L'élection de Ferrand à la tête du groupe La République En marche fait grincer des dents dans l'opposition
POLITIQUE - Exfiltré du gouvernement mais plébiscité à l'Assemblée. L'élection à l'unanimité moins deux abstentions de Richard Ferrand à la présidence du groupe La République En Marche a été applaudie ce samedi par les députés du parti présidentiel, beaucoup saluant l'expérience et la légitimité de ce macroniste de la première heure.
Honoré et heureux d'avoir été élu Président du groupe #LREM à l'Assemblée nationale. Tous prêts à œuvrer à la réussite du quinquennat pic.twitter.com/uCcewann9K
— Richard Ferrand (@RichardFerrand) 24 juin 2017
Plusieurs cadres de l'opposition se sont en revanche indignés de voir le député du Finistère, évincé du gouvernement suite à l'ouverture d'une enquête préliminaire, recasé sans débat à la tête du premier groupe du Palais Bourbon, certains pointant le décalage entre ce scrutin et la volonté affichée d'Emmanuel Macron de moraliser la vie publique.
"Richard Ferrand élu à la tête du groupe LREM : la "moralisation" ce sont de grands mots mais des actes petits...", a notamment tweeté le vice-président du FN Florian Philippot, dont le parti fait lui-même l'objet de plusieurs enquêtes judiciaires.
Richard Ferrand élu à la tête du groupe LREM : la "moralisation" ce sont de grands mots mais des actes petits...

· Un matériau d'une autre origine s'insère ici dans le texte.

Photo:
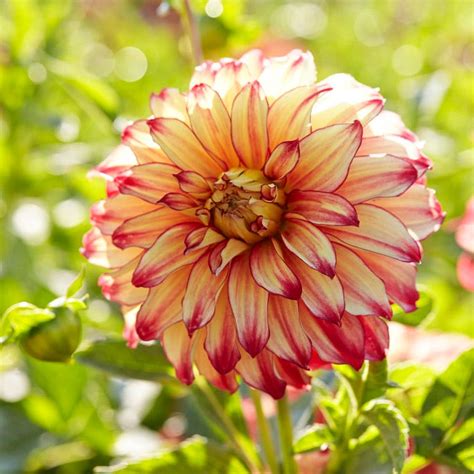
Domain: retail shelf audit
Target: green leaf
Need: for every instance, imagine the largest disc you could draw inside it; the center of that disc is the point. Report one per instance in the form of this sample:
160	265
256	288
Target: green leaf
21	318
144	362
392	427
313	439
196	456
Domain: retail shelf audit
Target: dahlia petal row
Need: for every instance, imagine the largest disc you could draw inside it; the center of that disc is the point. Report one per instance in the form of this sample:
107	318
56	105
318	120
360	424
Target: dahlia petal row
262	221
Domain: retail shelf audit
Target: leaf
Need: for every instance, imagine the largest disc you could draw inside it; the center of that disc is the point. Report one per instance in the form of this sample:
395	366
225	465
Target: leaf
196	455
313	439
144	362
21	318
392	427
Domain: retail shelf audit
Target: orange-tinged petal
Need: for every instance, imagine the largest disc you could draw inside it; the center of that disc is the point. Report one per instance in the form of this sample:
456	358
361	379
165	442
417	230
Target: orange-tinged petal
417	208
249	304
259	372
143	230
322	295
272	273
322	208
202	291
308	243
364	292
183	148
163	306
149	182
283	160
380	232
249	126
289	115
178	347
210	121
287	338
338	344
165	256
325	157
221	338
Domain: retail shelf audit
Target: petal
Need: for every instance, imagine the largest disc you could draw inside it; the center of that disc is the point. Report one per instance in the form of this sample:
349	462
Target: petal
143	230
398	277
249	306
202	291
259	373
385	176
117	285
321	294
182	147
287	338
338	344
283	160
221	339
322	208
376	337
308	243
137	137
380	232
99	250
149	182
417	208
224	253
211	123
163	306
249	126
325	157
178	348
271	272
289	115
348	100
364	292
165	256
169	103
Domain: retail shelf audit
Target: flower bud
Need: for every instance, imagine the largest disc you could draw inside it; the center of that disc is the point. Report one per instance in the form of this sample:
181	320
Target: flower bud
55	340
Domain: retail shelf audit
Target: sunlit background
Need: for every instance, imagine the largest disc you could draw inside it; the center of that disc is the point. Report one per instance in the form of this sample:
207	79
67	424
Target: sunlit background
74	73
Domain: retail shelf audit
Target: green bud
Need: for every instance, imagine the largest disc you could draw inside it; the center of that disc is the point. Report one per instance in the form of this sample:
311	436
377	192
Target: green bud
55	340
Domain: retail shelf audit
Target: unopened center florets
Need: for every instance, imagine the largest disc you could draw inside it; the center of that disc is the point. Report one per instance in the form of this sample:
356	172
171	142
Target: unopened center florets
246	205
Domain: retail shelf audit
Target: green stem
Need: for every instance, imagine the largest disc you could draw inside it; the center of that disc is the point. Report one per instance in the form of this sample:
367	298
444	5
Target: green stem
227	422
264	430
285	429
193	32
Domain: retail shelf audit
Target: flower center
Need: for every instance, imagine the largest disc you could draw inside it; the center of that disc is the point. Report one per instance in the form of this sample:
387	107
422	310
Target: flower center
245	205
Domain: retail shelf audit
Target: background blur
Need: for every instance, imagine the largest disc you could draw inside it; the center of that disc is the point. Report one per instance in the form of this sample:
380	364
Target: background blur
73	73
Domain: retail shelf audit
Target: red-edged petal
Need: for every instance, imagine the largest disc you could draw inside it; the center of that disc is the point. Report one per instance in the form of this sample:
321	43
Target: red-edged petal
202	291
380	232
325	157
249	304
165	256
338	344
417	208
259	372
384	176
322	295
221	337
272	273
163	306
182	147
322	208
364	292
287	338
249	126
307	242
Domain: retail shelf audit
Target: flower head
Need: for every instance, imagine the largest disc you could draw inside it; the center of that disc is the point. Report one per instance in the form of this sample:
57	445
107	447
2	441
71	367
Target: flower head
261	219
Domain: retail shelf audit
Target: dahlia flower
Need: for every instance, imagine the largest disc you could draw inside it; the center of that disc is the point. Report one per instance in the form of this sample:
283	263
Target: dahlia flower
262	221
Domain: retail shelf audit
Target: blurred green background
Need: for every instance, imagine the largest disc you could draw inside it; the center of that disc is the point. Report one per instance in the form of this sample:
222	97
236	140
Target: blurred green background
73	73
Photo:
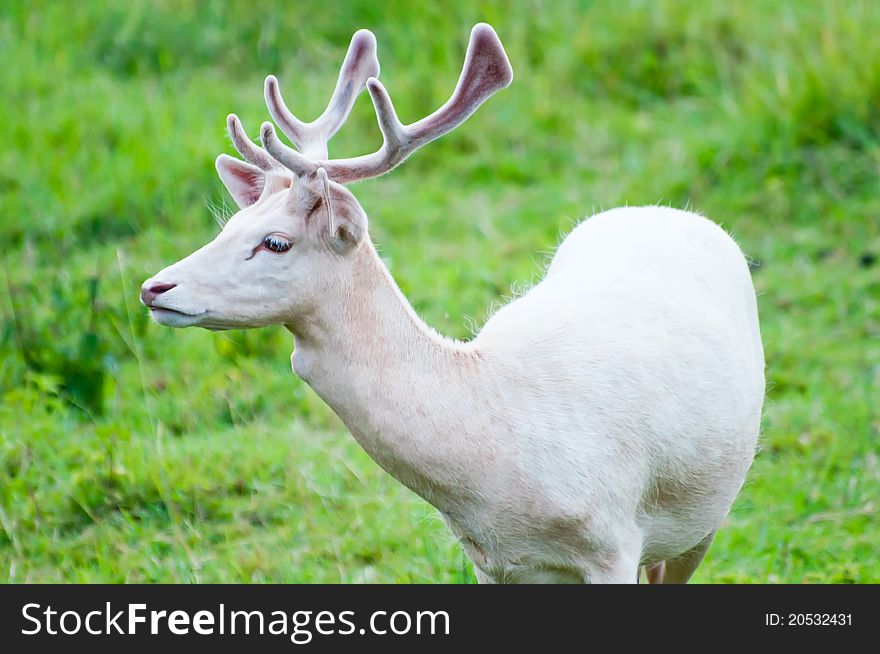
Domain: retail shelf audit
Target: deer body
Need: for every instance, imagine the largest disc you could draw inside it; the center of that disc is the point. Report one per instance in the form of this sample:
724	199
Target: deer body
603	421
580	445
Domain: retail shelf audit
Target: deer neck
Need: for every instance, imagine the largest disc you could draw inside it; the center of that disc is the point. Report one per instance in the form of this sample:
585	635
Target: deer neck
402	390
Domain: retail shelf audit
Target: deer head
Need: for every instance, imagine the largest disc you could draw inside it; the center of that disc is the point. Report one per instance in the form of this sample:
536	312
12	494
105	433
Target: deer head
291	242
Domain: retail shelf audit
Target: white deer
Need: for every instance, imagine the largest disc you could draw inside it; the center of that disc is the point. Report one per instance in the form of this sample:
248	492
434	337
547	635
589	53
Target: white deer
603	421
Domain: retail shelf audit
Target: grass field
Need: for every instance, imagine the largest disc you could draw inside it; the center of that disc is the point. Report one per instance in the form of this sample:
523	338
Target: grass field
131	452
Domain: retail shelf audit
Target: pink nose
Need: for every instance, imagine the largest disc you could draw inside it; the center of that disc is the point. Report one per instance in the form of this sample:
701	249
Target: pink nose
149	294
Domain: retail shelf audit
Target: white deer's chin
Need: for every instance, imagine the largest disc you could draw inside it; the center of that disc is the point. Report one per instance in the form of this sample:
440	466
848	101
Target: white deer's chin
173	318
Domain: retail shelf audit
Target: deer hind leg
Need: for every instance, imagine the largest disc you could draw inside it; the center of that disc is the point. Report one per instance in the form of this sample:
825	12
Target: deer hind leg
680	569
655	572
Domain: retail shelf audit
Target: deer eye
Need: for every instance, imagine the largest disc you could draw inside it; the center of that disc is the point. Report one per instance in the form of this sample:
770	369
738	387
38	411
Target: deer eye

— Florian Philippot (@f_philippot) 24 juin 2017
#Ferrand à la tête du groupe #LREM à l'AN c'est le triomphe de la moralisation et de la confiance dans notre vie démocratique ???? #GrosseFarce
— Sophie Montel (@Sophie_Montel) 24 juin 2017
Défait par un adversaire En Marche! au second tour des législatives, l'ancien député LR des Français de l'étranger Thierry Mariani a ciblé la majorité macroniste en étrillant "une vraie bande de godillots piétinant la morale".
En élisant #Ferrand Pdt du groupe #EnMarche,à main levé,pas de risque de dissidence.Une vraie bande de godillots piétinant la morale!

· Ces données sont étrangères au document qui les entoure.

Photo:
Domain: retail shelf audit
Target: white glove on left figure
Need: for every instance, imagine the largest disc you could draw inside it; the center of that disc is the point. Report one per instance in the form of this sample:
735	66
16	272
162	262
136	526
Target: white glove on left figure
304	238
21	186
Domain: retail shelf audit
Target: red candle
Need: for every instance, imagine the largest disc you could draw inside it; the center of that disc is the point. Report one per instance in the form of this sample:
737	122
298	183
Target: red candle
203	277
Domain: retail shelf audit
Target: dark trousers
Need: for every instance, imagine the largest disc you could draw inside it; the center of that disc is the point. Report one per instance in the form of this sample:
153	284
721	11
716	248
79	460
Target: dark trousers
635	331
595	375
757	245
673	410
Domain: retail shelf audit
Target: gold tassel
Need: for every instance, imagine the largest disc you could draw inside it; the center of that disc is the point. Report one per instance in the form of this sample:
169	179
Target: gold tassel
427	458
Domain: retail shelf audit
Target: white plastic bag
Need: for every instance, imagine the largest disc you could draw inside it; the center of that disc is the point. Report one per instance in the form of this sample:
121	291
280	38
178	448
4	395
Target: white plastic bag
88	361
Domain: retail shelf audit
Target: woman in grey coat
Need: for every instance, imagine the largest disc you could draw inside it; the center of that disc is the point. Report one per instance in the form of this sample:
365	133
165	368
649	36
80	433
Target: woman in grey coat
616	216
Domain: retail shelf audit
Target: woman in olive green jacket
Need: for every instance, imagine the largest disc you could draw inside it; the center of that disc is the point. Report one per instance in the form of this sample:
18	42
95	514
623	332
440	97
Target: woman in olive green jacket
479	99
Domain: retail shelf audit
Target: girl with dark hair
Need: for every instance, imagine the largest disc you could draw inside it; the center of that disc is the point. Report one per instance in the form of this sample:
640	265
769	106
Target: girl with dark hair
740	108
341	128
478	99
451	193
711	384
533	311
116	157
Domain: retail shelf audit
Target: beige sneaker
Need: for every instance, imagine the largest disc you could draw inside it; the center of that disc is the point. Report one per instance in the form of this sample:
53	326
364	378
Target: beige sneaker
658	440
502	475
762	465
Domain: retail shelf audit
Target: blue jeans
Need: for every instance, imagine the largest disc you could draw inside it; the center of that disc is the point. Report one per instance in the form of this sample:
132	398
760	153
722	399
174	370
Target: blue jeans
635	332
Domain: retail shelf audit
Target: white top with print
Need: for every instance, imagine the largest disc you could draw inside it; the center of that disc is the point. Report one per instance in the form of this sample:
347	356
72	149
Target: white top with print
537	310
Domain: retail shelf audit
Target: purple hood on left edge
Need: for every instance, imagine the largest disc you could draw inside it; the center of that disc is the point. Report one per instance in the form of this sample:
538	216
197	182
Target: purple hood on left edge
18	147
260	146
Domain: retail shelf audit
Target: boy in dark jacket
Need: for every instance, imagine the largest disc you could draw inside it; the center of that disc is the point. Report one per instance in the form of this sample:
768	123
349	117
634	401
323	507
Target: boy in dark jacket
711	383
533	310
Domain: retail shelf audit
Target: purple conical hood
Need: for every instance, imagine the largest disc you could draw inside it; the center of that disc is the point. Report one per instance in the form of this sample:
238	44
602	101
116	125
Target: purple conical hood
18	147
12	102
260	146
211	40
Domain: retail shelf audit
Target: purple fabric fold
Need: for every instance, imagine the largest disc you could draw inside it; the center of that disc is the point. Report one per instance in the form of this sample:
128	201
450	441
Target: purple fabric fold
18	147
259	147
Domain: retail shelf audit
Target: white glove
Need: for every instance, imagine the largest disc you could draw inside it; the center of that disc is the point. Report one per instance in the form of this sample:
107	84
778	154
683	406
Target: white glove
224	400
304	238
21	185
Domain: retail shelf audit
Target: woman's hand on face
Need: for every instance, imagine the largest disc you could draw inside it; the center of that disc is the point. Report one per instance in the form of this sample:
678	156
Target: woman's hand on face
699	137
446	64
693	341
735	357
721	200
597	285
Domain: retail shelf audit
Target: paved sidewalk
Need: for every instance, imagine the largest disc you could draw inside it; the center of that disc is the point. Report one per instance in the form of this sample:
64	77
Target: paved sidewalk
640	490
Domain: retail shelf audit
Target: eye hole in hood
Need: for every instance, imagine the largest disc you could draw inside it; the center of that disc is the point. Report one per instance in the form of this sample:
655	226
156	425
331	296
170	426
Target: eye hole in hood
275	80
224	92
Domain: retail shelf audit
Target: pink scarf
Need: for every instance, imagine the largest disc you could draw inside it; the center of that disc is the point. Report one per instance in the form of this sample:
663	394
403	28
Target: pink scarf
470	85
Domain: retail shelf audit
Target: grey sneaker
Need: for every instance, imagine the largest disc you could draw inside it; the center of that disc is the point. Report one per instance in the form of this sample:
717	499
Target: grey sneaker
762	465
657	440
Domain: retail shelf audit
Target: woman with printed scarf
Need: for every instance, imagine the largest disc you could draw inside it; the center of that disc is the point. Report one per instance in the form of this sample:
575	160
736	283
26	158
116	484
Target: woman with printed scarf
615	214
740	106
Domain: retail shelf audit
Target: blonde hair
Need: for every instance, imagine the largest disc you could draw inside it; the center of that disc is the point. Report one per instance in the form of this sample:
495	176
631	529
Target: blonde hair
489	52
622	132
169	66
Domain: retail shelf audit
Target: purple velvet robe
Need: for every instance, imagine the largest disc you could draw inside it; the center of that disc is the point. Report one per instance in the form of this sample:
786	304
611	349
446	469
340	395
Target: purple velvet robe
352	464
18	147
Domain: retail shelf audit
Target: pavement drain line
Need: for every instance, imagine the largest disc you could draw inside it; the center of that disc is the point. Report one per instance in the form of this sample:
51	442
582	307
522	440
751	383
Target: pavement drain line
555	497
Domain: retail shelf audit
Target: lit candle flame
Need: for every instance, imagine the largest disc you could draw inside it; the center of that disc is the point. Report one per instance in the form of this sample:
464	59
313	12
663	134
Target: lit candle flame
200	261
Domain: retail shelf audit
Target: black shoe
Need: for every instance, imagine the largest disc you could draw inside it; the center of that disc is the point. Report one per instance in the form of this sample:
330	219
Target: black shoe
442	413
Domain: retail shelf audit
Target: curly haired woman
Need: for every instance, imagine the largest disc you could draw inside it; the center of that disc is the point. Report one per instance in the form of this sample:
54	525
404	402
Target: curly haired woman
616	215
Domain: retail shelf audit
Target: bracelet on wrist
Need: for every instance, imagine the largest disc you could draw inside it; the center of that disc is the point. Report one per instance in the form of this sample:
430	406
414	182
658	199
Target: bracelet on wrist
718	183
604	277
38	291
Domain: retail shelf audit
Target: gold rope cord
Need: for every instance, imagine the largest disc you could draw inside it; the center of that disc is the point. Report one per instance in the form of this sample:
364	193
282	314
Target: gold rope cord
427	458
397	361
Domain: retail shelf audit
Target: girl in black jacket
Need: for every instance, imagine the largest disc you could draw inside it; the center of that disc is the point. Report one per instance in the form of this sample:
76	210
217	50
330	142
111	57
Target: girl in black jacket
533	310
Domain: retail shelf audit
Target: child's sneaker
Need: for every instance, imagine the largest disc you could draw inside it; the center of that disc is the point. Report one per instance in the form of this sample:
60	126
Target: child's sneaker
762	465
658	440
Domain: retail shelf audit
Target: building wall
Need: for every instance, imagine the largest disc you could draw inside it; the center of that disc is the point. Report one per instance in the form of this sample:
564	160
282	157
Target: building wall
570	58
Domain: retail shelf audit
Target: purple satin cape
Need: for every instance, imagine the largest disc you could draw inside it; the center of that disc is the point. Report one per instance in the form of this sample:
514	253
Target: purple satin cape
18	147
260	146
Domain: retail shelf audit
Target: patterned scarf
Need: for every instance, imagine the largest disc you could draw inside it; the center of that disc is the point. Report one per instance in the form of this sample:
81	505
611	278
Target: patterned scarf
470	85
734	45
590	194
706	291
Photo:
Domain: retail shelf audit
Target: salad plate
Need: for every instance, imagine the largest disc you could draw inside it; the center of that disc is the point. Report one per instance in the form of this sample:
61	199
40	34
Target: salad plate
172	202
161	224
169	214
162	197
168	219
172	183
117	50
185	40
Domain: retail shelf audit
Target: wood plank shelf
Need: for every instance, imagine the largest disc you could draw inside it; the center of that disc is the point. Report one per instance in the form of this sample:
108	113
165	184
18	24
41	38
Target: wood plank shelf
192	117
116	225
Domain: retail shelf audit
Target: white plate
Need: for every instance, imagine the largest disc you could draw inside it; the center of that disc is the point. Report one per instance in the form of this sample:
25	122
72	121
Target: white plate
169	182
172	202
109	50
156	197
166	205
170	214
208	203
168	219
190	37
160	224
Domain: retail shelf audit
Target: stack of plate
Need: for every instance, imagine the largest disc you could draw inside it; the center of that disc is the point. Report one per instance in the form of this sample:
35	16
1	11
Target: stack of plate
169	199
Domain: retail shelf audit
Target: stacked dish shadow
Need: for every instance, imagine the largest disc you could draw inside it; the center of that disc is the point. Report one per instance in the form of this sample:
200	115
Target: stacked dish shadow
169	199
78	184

— Thierry MARIANI ن (@ThierryMARIANI) 24 juin 2017
A l'autre bout du spectre politique, même réaction de la part du porte-parole du Parti communiste Olivier Dartigolles.
Une élection à main levée, avec une seule candidature, visée par une enquête préliminaire, sous les acclamations et sur décision du PR. https://t.co/eSfg37DZTQ
— Olivier Dartigolles (@Dartigolles) 24 juin 2017
A la veille du séminaire de travail à huis clos organisé par le parti présidentiel, le doute persistait quant aux modalités du vote censé désigner le président du groupe En Marche à l'Assemblée. Pour certains députés, le choix d'un vote à main levée risquait de dissuader d'éventuelles candidatures alternatives.